Margarita, está linda la mar...



Cuando era niña, mi abuela me recitaba un cuento-poema que me gustaba mucho. Era tan lindo que me lo aprendí de memoria y entonces lo repetía con ella, que me miraba a lo ojos contenta.
Nunca lo busqué ni en libros ni en internet, hasta que me topé con él de casualidad, en las frases cortas que mi mejor amiga pone en su trabajo fotográfico, y ese poema junto con las cosas bellas que ella hace, transforman las fotografías de los niños en obras de arte.
Luego encontré la historia detrás del cuento. Margarita sí existió y además había vivido en mi país. 

Aquí está lo que encontré y también el poema entero.


Margarita era hija del  Dr Louis Henri "El Sabio Debayle", un importante médico nicaragüense que estudió en París, Francia y regresó a Nicaragua con una máquina de rayos X , y además el médico de Rubén Darío. Su madre fue doña Casimira Sacasa Sacasa de Debayle, hija del entonces Presidente de Nicaragua Roberto Sacasa y Sarria.

La familia Debayle Sacasa invitó a Rubén a pasar el verano en la isla del Cardón, donde tenían una casa. Y una tarde cerca de la playa, sentado en una roca, él escribió el famoso poema "Margarita, está linda la mar" a la entonces niña Margarita, quien le había pedido que le escribiera un cuento en versos.

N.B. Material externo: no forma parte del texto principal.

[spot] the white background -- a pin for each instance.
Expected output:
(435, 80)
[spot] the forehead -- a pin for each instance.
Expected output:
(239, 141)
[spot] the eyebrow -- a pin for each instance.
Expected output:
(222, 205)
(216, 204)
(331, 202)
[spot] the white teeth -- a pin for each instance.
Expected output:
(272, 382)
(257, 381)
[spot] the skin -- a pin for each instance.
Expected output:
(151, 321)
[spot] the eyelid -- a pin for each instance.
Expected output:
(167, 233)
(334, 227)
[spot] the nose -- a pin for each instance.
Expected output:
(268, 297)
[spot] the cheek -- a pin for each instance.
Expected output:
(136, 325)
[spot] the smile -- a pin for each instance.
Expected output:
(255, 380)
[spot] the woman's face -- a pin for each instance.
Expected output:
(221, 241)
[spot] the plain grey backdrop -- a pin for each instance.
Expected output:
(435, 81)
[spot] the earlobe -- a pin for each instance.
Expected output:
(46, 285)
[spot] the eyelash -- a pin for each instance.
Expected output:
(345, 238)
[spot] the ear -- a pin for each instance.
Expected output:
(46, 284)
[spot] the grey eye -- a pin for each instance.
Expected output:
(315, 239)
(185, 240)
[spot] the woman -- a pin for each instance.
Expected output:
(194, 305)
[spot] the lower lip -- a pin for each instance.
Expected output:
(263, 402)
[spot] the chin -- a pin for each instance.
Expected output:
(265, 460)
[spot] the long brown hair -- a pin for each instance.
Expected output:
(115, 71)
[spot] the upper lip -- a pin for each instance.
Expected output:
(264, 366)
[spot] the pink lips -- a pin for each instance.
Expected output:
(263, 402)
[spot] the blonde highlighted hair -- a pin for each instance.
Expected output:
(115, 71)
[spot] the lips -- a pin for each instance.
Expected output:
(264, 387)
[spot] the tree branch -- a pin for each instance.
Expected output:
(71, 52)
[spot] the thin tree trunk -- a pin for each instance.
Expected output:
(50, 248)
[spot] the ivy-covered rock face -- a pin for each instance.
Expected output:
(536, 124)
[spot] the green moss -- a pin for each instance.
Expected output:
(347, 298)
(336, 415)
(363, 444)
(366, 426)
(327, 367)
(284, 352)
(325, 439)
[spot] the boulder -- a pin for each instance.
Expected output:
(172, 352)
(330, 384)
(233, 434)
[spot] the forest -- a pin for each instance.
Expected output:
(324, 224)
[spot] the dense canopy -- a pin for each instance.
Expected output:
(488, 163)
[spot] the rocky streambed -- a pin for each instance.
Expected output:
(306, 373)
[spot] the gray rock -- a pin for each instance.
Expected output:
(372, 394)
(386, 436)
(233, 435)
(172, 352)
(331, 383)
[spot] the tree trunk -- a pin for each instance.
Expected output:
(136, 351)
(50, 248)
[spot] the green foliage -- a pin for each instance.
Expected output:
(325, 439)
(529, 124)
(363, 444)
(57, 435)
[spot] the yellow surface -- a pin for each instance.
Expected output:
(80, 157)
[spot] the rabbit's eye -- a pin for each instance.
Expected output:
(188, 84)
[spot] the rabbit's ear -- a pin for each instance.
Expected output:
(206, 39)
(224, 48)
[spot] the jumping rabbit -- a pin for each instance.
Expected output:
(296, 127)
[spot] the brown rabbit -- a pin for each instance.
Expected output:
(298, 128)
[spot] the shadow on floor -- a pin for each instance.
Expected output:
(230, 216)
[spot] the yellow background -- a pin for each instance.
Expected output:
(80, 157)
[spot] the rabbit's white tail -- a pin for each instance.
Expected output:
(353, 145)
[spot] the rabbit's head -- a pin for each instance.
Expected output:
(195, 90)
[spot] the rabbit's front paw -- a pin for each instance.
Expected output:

Margarita, vivió la mayor parte de su vida en su Nicaragua hasta un mes antes del triunfo de la Revolución Sandinista, que expulsó del poder a su sobrino Anastasio Somoza Debayle, hijo de su hermana mayor, Salvadora. Margarita se trasladóa Miami y finalmente a Lima, Perú, donde vivía su hija menor María de Lourdes, y donde murió en 1983. Sus cenizas fueron depositadas en la Catedral de León, Nicaragua, cerca de la tumba de Rubén Darío y la de sus padres.

Margarita
Debayle de Pallais fue una mujer singular, que llevó tatuado el honor de haber sido la inspiración del poema que Darío le escribiera siendo apenas una niña, poema que hasta el día de hoy las madres leen a sus hijos en la península Ibérica y en la América Latina. El escritor mexicano Carlos Fuentes le pidió al también escritor Sergio Ramírez que titulara "Margarita está linda la mar", novela que le ganó el primer Premio Alfaguara en 2001.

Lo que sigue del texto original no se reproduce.